Christ lifted the curtain and presented this picture. Look at it, contemplate it, you who are rich in this world’s goods and are not rich toward God. That which is highly esteemed among men is abhorrent in the sight of God. Christ asks, “What shall it profit a man, if he shall gain the whole world, and lose his own soul? or what shall a man give in exchange for his soul?” (Mark 8:36, 37.)
The rich man was blest with every temporal and spiritual blessing, but he refused to co-operate with God who expects us to remember those in need and share with them. God promised to bless the nation in accordance with their deeds of love and mercy. But like the rich man, they did nothing to relieve the necessities of suffering humanity.
Filled with pride, they regarded themselves as the chosen and favored people of God; yet they did not serve or worship God. They put their dependence in the fact that they were children of Abraham. Boasting, “We are Abraham’s seed.” (John 8:33.)

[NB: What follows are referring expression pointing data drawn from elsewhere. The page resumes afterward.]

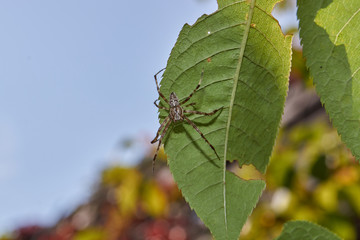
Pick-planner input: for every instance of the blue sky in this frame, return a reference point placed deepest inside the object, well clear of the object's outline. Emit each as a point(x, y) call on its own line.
point(75, 78)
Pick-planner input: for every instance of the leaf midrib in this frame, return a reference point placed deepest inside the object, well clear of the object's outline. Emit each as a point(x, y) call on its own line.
point(236, 79)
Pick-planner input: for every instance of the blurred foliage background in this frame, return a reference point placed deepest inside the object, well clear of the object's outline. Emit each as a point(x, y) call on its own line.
point(312, 176)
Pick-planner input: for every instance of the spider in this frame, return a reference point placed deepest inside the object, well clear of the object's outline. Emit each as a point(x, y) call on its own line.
point(177, 114)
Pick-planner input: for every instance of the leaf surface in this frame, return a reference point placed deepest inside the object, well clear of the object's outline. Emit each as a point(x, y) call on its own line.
point(300, 230)
point(246, 63)
point(330, 35)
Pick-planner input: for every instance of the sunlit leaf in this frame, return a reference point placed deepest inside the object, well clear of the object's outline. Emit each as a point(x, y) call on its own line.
point(246, 62)
point(330, 33)
point(300, 230)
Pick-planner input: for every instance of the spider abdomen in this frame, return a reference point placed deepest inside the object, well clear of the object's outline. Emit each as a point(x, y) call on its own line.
point(176, 114)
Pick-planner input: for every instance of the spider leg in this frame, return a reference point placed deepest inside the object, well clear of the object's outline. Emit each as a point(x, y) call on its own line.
point(197, 87)
point(159, 130)
point(201, 134)
point(157, 85)
point(202, 113)
point(190, 104)
point(160, 106)
point(160, 139)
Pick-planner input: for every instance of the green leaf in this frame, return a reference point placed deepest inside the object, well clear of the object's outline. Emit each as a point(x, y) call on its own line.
point(330, 35)
point(246, 62)
point(300, 230)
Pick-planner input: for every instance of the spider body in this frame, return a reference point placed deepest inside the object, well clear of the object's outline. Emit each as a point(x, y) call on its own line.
point(177, 114)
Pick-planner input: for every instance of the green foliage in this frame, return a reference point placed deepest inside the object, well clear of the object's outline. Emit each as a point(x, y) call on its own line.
point(330, 34)
point(246, 63)
point(297, 189)
point(299, 230)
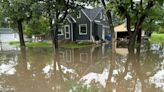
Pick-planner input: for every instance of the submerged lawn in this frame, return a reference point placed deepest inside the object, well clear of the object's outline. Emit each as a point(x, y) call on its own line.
point(49, 44)
point(157, 37)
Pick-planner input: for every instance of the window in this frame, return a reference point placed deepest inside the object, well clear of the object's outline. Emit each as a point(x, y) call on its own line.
point(60, 32)
point(68, 56)
point(101, 15)
point(67, 32)
point(79, 15)
point(84, 57)
point(83, 29)
point(104, 18)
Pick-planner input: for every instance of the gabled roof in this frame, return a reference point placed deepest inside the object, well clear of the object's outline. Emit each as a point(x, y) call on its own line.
point(92, 13)
point(70, 19)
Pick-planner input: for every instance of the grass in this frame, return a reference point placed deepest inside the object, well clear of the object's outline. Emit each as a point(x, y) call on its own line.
point(157, 37)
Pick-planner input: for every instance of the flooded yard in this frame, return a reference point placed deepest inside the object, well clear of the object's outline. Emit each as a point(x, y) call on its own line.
point(82, 70)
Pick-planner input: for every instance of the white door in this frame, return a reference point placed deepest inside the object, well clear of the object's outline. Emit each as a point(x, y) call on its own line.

Christ longed to let light shine into the darkened minds of the Jewish people. He said to them, “If you were Abraham’s children, you would do the works of Abraham. But now you seek to kill Me, a man that hath told you the truth, which I have heard of God.” (John 8:39, 40.)
Christ taught that spiritual connection supersedes all natural connection. The Jews claimed to have descended from Abraham; but by failing to do the works of Abraham, they proved that they were not his true children. Only those who prove themselves to be spiritually in harmony with Abraham by obeying the voice of God, are reckoned as of true descent. Although the beggar belonged to the class looked upon by men as inferior, Christ recognized him as one whom Abraham would take into the very closest friendship.
The rich man, though surrounded with all the luxuries of life, was so ignorant that he put Abraham where God should have been. So with the nation he represented. If they had responded to the divine call, their future would have been wholly different. They failed to use their gifts as God’s stewards in accordance with truth and righteousness. Eternity was not brought into their reckoning, and the result of their unfaithfulness was ruin to the whole nation.
Christ knew that at the destruction of Jerusalem (70 AD) the Jews would remember His warning. And it was so. When calamity came upon Jerusalem, when starvation and suffering of every kind came upon the people, they remembered these words of Christ and understood the parable. They had brought their suffering upon themselves by their neglect to let their God-given light shine forth to the world.
Are we, and how are we, sharing God’s love to our neighbours?